End of Year Tax Tips You Don’t Want to Miss
With the holidays quickly approaching, Taxes may be the last thing on your mind. However, with the year coming to a close, a little foresight now can help your tax situation in 2012 when you file your returns. Depending on your current state of affairs, there are different tax provisions you may want to consider, some of which need to be taken by the end of this year.
Make Tax Payments on Time
The interest and penalties are rarely worth the benefit of paying your taxes late, so make sure all taxes are paid when due.
File All Returns
Some people believe that if they skip filing a tax return that the IRS will not notice and that will delay the collection process. The IRS can file substitute returns, and almost always these are for more tax then you actually owe. It is best to file all returns when due and if they are already late, get them done as soon as you can.
Section 179 Deduction
Typically, small businesses write off their property or assets a little at a time over the life of the asset, through depreciation. However, Section 179 of the Internal Revenue Service Code allows business owners the choice to deduct the full purchase price on qualifying equipment in the year it was purchased, as a one-time deduction. The deduction limit is set at$500,000 with an investment limit of $2 million (anything over $million is reduced on a dollar-for-dollar basis).
Generally, when a business has more allowable tax deductions than taxable income, the result is a net operating loss. Net operating loss can be used to recover past tax payments or reduce future tax payments. A NOL can normally be carried back over two years with an amended return and if the carry-back does not use up the loss, the remainder can be carried forward for a 20 year period.

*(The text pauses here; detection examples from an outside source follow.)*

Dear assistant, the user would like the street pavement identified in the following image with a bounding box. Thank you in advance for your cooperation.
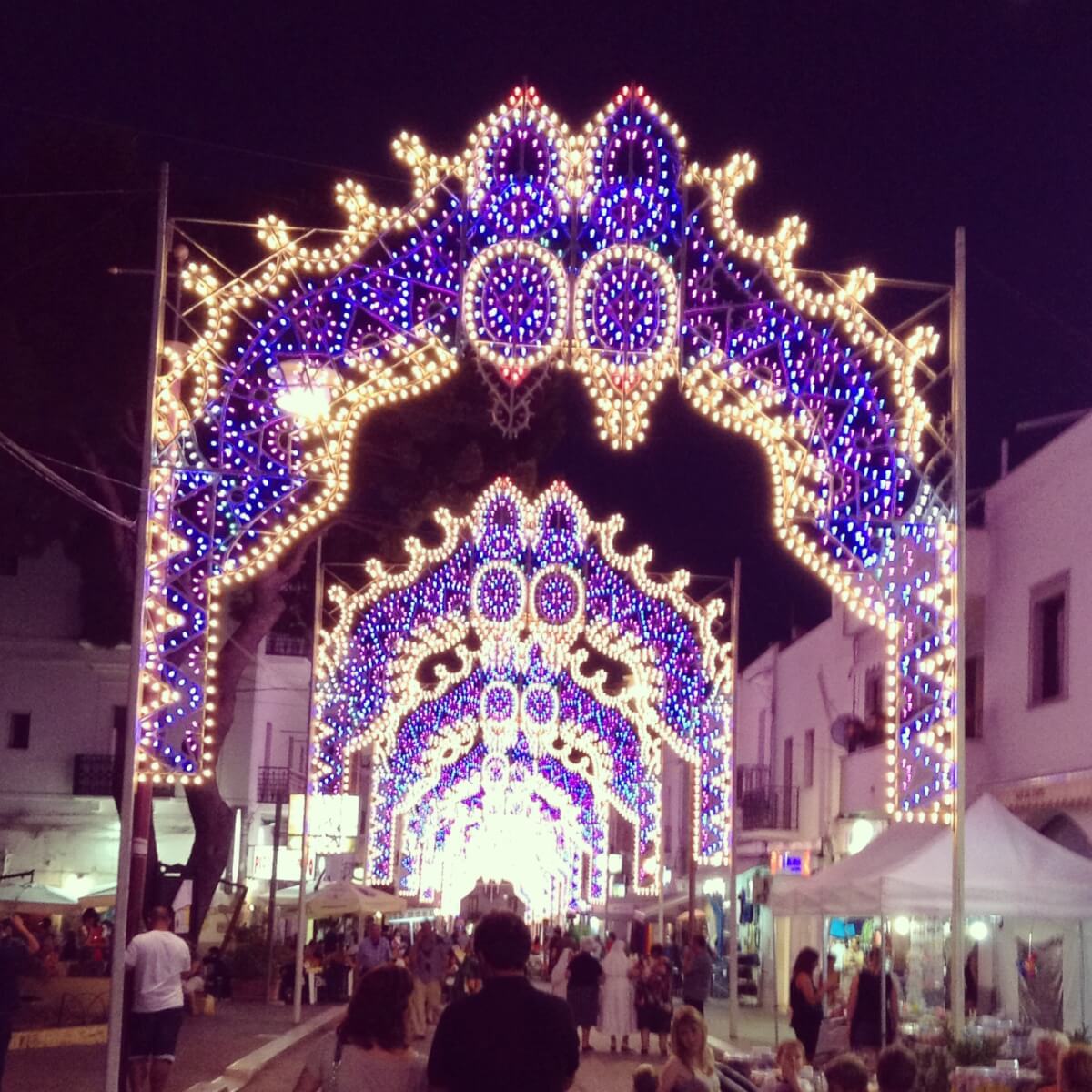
[5,1001,331,1092]
[5,1001,792,1092]
[247,1032,661,1092]
[247,1001,792,1092]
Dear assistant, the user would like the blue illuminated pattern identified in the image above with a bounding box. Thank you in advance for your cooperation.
[140,86,957,819]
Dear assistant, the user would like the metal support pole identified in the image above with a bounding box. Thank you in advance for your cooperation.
[949,228,967,1036]
[684,765,698,944]
[880,907,888,1050]
[766,907,781,1048]
[291,534,322,1025]
[106,163,170,1092]
[266,794,281,996]
[659,741,667,950]
[727,558,741,1038]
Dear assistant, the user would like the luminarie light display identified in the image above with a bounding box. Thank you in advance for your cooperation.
[134,86,957,820]
[316,480,731,901]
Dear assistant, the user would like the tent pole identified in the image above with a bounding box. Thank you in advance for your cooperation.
[291,533,322,1025]
[880,913,886,1050]
[727,557,739,1039]
[770,911,781,1049]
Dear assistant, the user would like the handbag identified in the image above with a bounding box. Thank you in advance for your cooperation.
[324,1036,345,1092]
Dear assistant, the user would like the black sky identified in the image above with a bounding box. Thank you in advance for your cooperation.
[0,0,1092,654]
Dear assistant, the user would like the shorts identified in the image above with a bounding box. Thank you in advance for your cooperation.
[129,1008,182,1061]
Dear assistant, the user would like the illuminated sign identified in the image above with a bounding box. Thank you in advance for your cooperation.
[770,850,812,875]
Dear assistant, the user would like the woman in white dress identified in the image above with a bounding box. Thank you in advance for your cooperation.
[600,933,637,1054]
[550,940,572,998]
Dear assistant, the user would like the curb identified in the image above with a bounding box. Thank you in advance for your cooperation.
[186,1006,345,1092]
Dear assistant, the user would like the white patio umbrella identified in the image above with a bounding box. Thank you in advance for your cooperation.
[277,880,408,917]
[0,884,78,915]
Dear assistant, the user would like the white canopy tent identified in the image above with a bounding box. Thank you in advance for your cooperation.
[769,794,1092,1026]
[277,880,409,917]
[883,794,1092,922]
[0,884,76,916]
[770,824,951,917]
[770,794,1092,921]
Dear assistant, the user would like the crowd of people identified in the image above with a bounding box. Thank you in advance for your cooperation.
[295,911,729,1092]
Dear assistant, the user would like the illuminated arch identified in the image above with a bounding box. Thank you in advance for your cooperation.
[316,480,731,891]
[397,743,607,912]
[140,86,956,820]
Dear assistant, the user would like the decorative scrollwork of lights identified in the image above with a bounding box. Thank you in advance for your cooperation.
[138,86,959,821]
[316,480,731,891]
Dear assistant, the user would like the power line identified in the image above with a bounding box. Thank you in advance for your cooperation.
[0,432,136,529]
[4,103,406,183]
[0,190,155,198]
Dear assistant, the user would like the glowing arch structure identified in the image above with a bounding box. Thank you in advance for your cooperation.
[316,480,731,891]
[140,86,956,820]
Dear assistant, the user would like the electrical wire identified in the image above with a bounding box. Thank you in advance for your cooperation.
[15,448,144,492]
[0,432,136,529]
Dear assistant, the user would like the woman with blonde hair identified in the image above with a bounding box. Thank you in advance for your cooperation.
[656,1005,721,1092]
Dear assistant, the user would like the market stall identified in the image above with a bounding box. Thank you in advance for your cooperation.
[770,795,1092,1027]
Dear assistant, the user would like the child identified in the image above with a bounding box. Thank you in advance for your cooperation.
[657,1005,721,1092]
[774,1038,814,1092]
[824,1054,868,1092]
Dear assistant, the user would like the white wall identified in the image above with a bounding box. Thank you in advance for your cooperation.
[984,416,1092,781]
[0,542,80,640]
[0,638,129,796]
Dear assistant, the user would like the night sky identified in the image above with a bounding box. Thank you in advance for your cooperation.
[0,0,1092,657]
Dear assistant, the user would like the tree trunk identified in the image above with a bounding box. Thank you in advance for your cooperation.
[186,541,307,941]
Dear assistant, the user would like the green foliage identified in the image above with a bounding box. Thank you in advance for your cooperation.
[224,927,268,978]
[914,1046,956,1092]
[945,1025,1005,1066]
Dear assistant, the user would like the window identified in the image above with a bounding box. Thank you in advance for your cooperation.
[864,667,884,721]
[966,653,984,739]
[7,713,31,750]
[1028,572,1069,705]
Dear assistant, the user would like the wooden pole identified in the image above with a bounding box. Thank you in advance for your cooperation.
[106,163,170,1092]
[949,228,967,1036]
[266,794,281,996]
[726,558,741,1038]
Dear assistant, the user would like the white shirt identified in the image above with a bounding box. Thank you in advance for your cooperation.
[126,929,193,1012]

Notably, it is important to keep in mind that state tax codes will often differ from federal tax code on this issue.
Sale or Acquisition
Perhaps you are selling your existing business or acquiring another company to help your business grow. If this is the case, there are some key tax considerations that can have a major impact on the amount of taxes you will owe. Give us a call and we can discuss the tax implications.
Sell loser stocks
If you have investments that are currently worth less than you paid for them, and that are held in taxable brokerage firm accounts, you can sell them and deduct the ensuing capital losses against any capital gains from earlier in the year.
Make charitable donations such as cash, goods, or appreciated stock to increase your 2011 deductions, and make sure you have all the necessary documentation.
- If you foresee large business expenses in early 2012, see if you can move them up and get the expenses into the 2011 tax year.
- Contribute the maximum to your 401K, SIMPLE or IRA accounts.
- Make energy saving home improvements that qualify for tax credits.
- Consider tax breaks that expire at the end of 2011 including classroom expense deductions (teachers can deduct up to $250 for books, supplies and other expenses related to their classroom), mortgage insurance premiums deductions (this is scheduled to be the last year), and tuition deductions (up to $4,000 in tuition can be deducted, and amounts paid in 2011 for classes starting in early 2012 can qualify for a deduction on your 2011 tax return).